Is there something that is killing you emotionally?
Are you feeling like you are dying a slow death?
May be you are stressed out due to many issues or a loved one who is sick and the only time you feel better is when you go to sleep, provided you get the sleep right.
I am sure you must have only heard of physical pain and all possible solutions to alleviate the physical pain. And the best part is that you can see physical pain healing or worsening!
But the emotional one, it's an arduous job to cure, to find the sources or the so-called origin. This makes it prolonged and the cure of the suffering takes a longer gestation period.
Like physical pain, emotional pain also demands a cure.
Did you ever think of the options to come out of the clutches of the emotional pain or trauma?
It's very much possible to eliminate this type of pain, if not eliminate at least lessen the same.
We need to strategize the whole thing i.e finding the source of the pain and earn some badly needed relief at the end of the day.
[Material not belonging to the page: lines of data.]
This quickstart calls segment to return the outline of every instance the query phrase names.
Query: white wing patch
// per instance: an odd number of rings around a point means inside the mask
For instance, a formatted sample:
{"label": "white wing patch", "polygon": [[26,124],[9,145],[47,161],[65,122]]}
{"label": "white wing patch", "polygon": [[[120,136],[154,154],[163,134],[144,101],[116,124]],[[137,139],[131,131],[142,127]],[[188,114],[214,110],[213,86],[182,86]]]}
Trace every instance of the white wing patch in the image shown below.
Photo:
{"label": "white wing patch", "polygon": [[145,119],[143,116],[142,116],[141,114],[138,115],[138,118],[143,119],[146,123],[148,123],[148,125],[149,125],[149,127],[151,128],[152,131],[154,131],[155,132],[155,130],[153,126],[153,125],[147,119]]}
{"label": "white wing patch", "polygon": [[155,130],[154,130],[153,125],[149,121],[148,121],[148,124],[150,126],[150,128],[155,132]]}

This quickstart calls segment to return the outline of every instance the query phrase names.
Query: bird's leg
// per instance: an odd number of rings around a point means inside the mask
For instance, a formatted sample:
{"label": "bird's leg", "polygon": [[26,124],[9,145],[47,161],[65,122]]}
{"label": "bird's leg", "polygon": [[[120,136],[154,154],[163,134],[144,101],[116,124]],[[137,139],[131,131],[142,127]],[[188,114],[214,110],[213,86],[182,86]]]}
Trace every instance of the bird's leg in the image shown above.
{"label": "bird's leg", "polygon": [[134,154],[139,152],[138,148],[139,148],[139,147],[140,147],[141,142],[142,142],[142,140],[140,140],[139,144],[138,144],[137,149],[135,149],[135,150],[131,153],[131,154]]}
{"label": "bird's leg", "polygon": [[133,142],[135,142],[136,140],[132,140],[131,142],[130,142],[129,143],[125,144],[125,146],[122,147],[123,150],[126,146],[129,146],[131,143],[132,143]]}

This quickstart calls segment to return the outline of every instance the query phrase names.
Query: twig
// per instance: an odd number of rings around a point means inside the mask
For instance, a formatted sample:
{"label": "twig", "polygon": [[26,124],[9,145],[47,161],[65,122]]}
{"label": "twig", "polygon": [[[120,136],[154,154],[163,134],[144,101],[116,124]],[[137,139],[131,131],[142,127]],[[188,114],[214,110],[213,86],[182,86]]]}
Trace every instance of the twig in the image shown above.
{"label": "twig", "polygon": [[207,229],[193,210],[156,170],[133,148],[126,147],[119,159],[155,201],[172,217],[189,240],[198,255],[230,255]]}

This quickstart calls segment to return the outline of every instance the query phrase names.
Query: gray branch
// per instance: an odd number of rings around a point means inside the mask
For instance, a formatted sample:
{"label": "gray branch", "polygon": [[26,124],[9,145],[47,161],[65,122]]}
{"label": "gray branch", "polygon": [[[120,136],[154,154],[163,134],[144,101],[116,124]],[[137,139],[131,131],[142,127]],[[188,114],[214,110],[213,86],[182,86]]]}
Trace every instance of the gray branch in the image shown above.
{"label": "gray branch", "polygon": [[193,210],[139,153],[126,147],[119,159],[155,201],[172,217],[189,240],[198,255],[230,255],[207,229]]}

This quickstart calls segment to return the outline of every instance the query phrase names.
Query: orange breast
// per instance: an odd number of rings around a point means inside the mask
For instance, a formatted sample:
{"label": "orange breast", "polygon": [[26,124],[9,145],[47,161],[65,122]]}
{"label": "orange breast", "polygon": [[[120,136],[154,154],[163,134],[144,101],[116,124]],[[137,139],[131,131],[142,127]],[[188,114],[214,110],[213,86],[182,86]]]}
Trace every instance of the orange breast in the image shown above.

Identifying your emotional pain
This is the most important segment of the strategy we are about to discuss. Just follow these steps meticulously -
- MAKE A LIST - You must list everything that is making you feel anxious, angry, nervous, stressed, overwhelmed etc. Mostly this list is going to be private because most of us hold back our emotions. It could be that in the case of ladies they might not hesitate to share, whereas the males would prefer being tight-lipped! They hate sharing their deeper emotions! To all the male readers, please shed your inhibitions and come forward to share what is troubling you.
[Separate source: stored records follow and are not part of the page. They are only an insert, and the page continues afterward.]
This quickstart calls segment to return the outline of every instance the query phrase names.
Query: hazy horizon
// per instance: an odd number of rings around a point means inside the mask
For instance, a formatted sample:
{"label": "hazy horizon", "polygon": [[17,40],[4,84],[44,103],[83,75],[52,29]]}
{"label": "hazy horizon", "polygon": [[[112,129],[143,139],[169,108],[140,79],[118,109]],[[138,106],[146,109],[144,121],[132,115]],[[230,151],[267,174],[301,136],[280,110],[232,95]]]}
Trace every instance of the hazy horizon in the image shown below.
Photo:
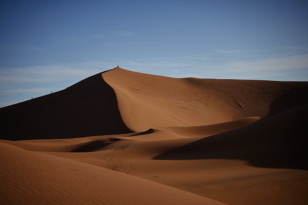
{"label": "hazy horizon", "polygon": [[307,5],[2,1],[0,107],[118,65],[177,78],[308,81]]}

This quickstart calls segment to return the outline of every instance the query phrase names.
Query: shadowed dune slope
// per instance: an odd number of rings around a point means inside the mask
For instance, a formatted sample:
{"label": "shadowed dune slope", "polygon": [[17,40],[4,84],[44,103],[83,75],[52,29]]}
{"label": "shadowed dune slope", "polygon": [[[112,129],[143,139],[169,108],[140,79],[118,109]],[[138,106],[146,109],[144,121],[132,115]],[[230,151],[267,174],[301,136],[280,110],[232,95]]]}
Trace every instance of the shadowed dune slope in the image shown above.
{"label": "shadowed dune slope", "polygon": [[107,169],[0,142],[3,204],[223,204]]}
{"label": "shadowed dune slope", "polygon": [[101,73],[68,88],[0,108],[1,139],[60,139],[132,132]]}
{"label": "shadowed dune slope", "polygon": [[103,73],[134,132],[273,116],[308,100],[308,83],[178,79],[117,68]]}
{"label": "shadowed dune slope", "polygon": [[308,104],[168,151],[156,160],[233,159],[262,167],[308,169]]}

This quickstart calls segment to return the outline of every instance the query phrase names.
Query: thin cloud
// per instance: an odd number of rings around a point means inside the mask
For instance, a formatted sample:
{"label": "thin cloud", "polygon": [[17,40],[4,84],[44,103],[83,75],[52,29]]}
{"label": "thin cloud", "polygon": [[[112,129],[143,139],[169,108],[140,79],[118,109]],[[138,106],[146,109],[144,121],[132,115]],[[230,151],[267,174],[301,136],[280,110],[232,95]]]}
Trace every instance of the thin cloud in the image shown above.
{"label": "thin cloud", "polygon": [[247,73],[308,68],[308,54],[255,61],[227,63],[222,68],[228,73]]}
{"label": "thin cloud", "polygon": [[262,50],[224,50],[214,49],[213,50],[222,53],[245,53],[263,52]]}
{"label": "thin cloud", "polygon": [[101,38],[105,37],[105,36],[103,34],[92,34],[90,35],[90,36],[92,37],[94,37],[95,38]]}
{"label": "thin cloud", "polygon": [[122,36],[133,36],[135,35],[131,32],[124,31],[108,31],[107,32],[111,34]]}

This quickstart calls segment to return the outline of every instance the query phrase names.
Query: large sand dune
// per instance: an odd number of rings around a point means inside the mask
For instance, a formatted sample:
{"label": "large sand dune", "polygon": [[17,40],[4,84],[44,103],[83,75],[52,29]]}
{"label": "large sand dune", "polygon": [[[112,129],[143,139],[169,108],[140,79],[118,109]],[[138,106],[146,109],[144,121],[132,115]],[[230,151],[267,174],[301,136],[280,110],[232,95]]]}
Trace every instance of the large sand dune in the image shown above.
{"label": "large sand dune", "polygon": [[305,82],[99,73],[0,109],[0,201],[307,204],[307,93]]}

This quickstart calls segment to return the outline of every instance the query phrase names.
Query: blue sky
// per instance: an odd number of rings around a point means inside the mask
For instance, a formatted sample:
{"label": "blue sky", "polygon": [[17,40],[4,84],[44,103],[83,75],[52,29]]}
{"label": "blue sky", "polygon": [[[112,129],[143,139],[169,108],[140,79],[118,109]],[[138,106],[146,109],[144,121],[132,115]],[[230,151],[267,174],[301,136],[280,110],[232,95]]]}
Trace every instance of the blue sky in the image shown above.
{"label": "blue sky", "polygon": [[0,107],[118,65],[174,77],[308,81],[306,2],[2,0]]}

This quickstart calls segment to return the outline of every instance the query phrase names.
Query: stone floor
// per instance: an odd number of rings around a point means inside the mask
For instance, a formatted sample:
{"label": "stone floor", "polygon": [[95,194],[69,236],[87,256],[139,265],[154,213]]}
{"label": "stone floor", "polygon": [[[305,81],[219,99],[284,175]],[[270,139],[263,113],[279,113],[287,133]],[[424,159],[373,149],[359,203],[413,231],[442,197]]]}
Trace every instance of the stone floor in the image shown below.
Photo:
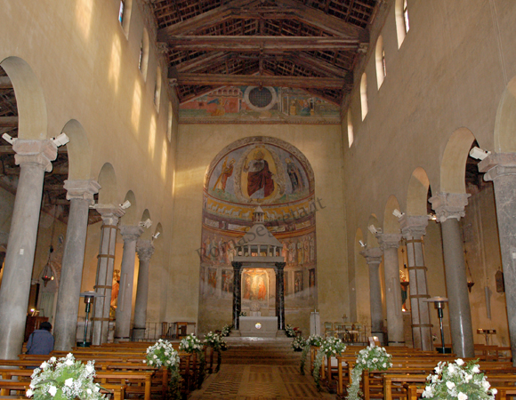
{"label": "stone floor", "polygon": [[230,349],[222,353],[221,371],[208,374],[190,400],[335,398],[335,395],[318,392],[310,373],[300,373],[301,353],[292,351],[290,340],[242,340],[229,345]]}

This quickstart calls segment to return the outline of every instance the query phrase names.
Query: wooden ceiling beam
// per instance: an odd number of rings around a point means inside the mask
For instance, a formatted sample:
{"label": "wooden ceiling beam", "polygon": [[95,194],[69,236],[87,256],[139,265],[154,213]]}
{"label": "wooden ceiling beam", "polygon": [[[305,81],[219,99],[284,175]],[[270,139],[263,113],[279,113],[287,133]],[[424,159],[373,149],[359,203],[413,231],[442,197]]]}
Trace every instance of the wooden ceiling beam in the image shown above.
{"label": "wooden ceiling beam", "polygon": [[206,86],[279,86],[342,90],[344,79],[308,76],[248,76],[224,74],[180,74],[172,84]]}
{"label": "wooden ceiling beam", "polygon": [[9,76],[0,76],[0,89],[12,89],[12,82]]}
{"label": "wooden ceiling beam", "polygon": [[288,51],[356,50],[357,39],[334,36],[169,36],[173,50],[283,52]]}

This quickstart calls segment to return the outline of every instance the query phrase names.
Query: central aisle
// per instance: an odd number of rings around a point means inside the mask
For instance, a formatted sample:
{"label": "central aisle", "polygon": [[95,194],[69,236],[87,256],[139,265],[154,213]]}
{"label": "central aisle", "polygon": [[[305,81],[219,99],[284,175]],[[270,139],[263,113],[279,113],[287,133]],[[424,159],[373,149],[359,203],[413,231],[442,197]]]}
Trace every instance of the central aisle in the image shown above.
{"label": "central aisle", "polygon": [[301,353],[294,352],[288,340],[228,340],[218,373],[208,377],[191,400],[235,399],[335,399],[335,395],[318,393],[310,374],[299,372]]}

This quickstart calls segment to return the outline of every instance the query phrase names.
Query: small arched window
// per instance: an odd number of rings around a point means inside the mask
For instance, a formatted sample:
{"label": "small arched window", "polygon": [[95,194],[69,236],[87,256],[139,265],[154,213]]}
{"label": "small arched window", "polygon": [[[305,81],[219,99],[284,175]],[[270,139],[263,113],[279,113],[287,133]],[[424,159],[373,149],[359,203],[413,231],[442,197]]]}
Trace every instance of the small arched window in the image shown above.
{"label": "small arched window", "polygon": [[360,80],[360,105],[362,106],[362,121],[367,115],[367,76],[364,72]]}
{"label": "small arched window", "polygon": [[396,0],[394,14],[396,17],[396,32],[398,33],[398,48],[399,48],[410,28],[407,0]]}
{"label": "small arched window", "polygon": [[138,60],[138,68],[143,75],[143,80],[147,80],[147,68],[149,67],[149,34],[147,29],[143,28],[143,36],[140,44],[140,57]]}
{"label": "small arched window", "polygon": [[133,9],[133,0],[120,0],[118,8],[118,21],[122,25],[125,36],[129,34],[129,23],[131,22],[131,11]]}
{"label": "small arched window", "polygon": [[376,52],[375,52],[375,60],[376,60],[376,80],[378,82],[378,89],[382,86],[383,79],[387,76],[387,69],[385,68],[385,51],[383,50],[383,38],[382,35],[378,36],[376,41]]}
{"label": "small arched window", "polygon": [[348,147],[351,148],[355,140],[353,133],[353,118],[351,116],[351,108],[348,108]]}
{"label": "small arched window", "polygon": [[156,68],[156,84],[154,85],[154,104],[159,112],[159,101],[161,99],[161,68]]}

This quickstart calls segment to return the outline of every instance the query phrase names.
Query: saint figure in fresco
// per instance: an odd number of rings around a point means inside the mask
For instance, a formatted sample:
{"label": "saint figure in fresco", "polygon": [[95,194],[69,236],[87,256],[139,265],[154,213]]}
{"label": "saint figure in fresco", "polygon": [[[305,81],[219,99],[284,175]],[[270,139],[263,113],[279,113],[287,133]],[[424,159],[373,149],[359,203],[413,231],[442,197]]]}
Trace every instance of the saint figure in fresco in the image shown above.
{"label": "saint figure in fresco", "polygon": [[233,164],[235,164],[235,160],[231,159],[229,165],[227,163],[228,157],[226,157],[224,164],[222,164],[222,171],[221,172],[217,181],[214,185],[214,190],[218,188],[222,192],[226,191],[226,183],[228,182],[228,178],[233,174]]}
{"label": "saint figure in fresco", "polygon": [[292,193],[298,193],[304,187],[301,172],[290,158],[286,158],[285,162],[286,163],[286,172],[288,173],[290,184],[292,185]]}
{"label": "saint figure in fresco", "polygon": [[254,159],[247,165],[244,164],[247,173],[247,195],[251,198],[266,198],[274,191],[272,172],[269,171],[269,163],[263,158],[263,152],[258,150]]}

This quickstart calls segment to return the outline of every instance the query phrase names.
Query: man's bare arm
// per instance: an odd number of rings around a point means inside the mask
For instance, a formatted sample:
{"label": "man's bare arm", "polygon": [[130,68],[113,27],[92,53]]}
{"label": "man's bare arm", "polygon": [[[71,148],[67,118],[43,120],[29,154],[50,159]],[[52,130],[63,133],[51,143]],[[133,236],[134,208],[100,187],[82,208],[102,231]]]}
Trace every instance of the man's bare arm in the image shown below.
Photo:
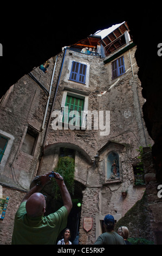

- FEEL YOUR EMOTIONS- I would recommend reading the list frequently and paying attention to your feeling as you read them. Carefully consider which of them could be the source of dominant emotional pain making your life painful. Also, pay attention to those sources that are no longer painful.
- KEEP REFRESHING THE LIST- Always carry a paper or make notings in the notepad when you notice another source of pain and add it to the list. What I mean is, you should keep updating your list regularly.
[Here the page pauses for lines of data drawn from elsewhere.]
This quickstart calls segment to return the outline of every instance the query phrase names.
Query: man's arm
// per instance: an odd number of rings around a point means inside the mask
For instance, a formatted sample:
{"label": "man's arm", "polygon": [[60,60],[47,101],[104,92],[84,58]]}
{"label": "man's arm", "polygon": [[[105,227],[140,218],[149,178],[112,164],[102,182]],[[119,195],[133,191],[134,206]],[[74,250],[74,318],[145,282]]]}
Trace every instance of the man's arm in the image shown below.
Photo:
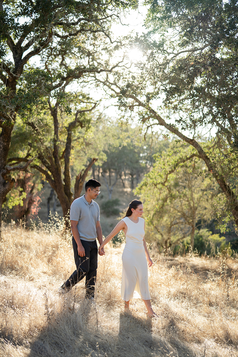
{"label": "man's arm", "polygon": [[[77,227],[77,225],[78,223],[78,221],[70,221],[71,223],[71,229],[72,232],[73,233],[73,236],[78,246],[78,253],[80,257],[85,257],[85,252],[84,248],[82,246],[80,237],[79,236],[79,233]],[[101,227],[100,227],[101,228]]]}
{"label": "man's arm", "polygon": [[[97,240],[98,241],[98,243],[100,244],[101,244],[102,243],[103,240],[102,239],[102,228],[101,228],[101,225],[100,224],[100,221],[97,221],[97,223],[96,223],[96,231],[97,232]],[[100,253],[99,255],[104,255],[105,254],[104,249],[103,248],[102,250],[102,253],[101,254]]]}

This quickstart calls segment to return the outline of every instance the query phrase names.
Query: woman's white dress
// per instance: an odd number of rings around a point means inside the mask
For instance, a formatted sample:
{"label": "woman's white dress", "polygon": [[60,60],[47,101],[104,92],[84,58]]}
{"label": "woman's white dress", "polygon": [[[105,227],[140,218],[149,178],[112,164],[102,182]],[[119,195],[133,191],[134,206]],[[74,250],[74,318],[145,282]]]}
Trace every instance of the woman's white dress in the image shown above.
{"label": "woman's white dress", "polygon": [[147,261],[143,244],[145,221],[140,217],[138,218],[137,223],[134,223],[128,217],[122,220],[127,227],[126,245],[122,257],[121,293],[122,298],[125,301],[133,297],[140,296],[144,300],[151,298]]}

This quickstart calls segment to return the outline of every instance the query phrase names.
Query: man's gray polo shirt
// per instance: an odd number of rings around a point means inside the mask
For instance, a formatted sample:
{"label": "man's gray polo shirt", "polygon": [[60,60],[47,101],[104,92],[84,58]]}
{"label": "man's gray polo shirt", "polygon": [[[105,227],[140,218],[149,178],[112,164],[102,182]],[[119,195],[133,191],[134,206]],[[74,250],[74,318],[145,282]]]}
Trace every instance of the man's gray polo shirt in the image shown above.
{"label": "man's gray polo shirt", "polygon": [[70,220],[78,221],[77,227],[80,239],[92,241],[97,238],[96,224],[100,221],[99,206],[92,200],[90,204],[81,196],[73,202],[70,207]]}

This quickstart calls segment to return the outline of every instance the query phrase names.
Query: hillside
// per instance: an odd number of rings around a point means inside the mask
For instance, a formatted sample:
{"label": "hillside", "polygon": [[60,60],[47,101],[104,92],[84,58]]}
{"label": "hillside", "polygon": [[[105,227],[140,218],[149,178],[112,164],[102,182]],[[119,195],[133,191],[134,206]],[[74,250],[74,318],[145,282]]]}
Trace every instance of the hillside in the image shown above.
{"label": "hillside", "polygon": [[99,257],[96,304],[83,281],[59,296],[74,270],[69,240],[6,226],[0,250],[0,355],[2,357],[238,356],[238,260],[152,251],[149,284],[158,319],[120,295],[123,246]]}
Now, since you have the list of sources that are suffocating you and dragging you down. Let's talk about the ways to start making changes when the emotional pain has bogged you down.
Here are some more things that you must remember-
- Only you have got the full authority over your thoughts.
- You can change the way you react to circumstances.
- Begin thinking that it might be possible to make a very small change.
- Small changes lead to more small changes and this will multiply.
- If you are willing to make even the smallest change you will begin to reclaim your power.
If you are experiencing pain that stops you from making your life better, adopting these ideas is a must and critical too.
Removing emotional pain
Having identified the sources, now it's time to "nip in the bud". In fact, this maxim doesn't fit in here because your problems are already sizeable now. What I meant by quoting this here is that don't let the problem grow from this point onwards. The POINT is- the day you identify the source(s). Follow these points for the pain removal process-
- Refer to your list from "identifying your pain strategy" above and find the strongest source of dominant pain in the list.
- Write the dominant pain source on a piece of paper and spend a few minutes writing down how you would feel if the pain was completely manageable or eliminated from your life.
- Do five minutes of brainstorming to reduce or completely remove that cause of pain from your life.
- Pick three actions from the brainstorming list and complete actions over the next 7 days.
- Once you have completed three actions, choose three more actions from the brainstorming list.
The process may not remove all sources of mental and emotional pain, but it would help with some. In some cases, you may need the help of friends or relatives for some of your actions.
One of the research papers indicated that the sufferer opted for self-harm as one of the ways of obtaining emotional relief. This offers them an escape route from unwanted emotions, thoughts, and distressing situations.
Moving forward and feeling better
Different behavior always leads to different results. And taking action instead of giving up starts reshaping circumstances in your life. When you begin to remove or greatly reduce sources of emotional pain in your life, you may feel a sense of relief and empowerment that you haven't felt for a long time.
You may feel less confused or overwhelmed. Your original level of enthusiasm and motivation will begin to get restored.
But remember, your positive and affirmative thoughts will help you on all levels and will support you so that you can start feeling better & begin to reclaim your personal power by taking control of your life.
No matter how smaller the steps you take, you're still moving forward!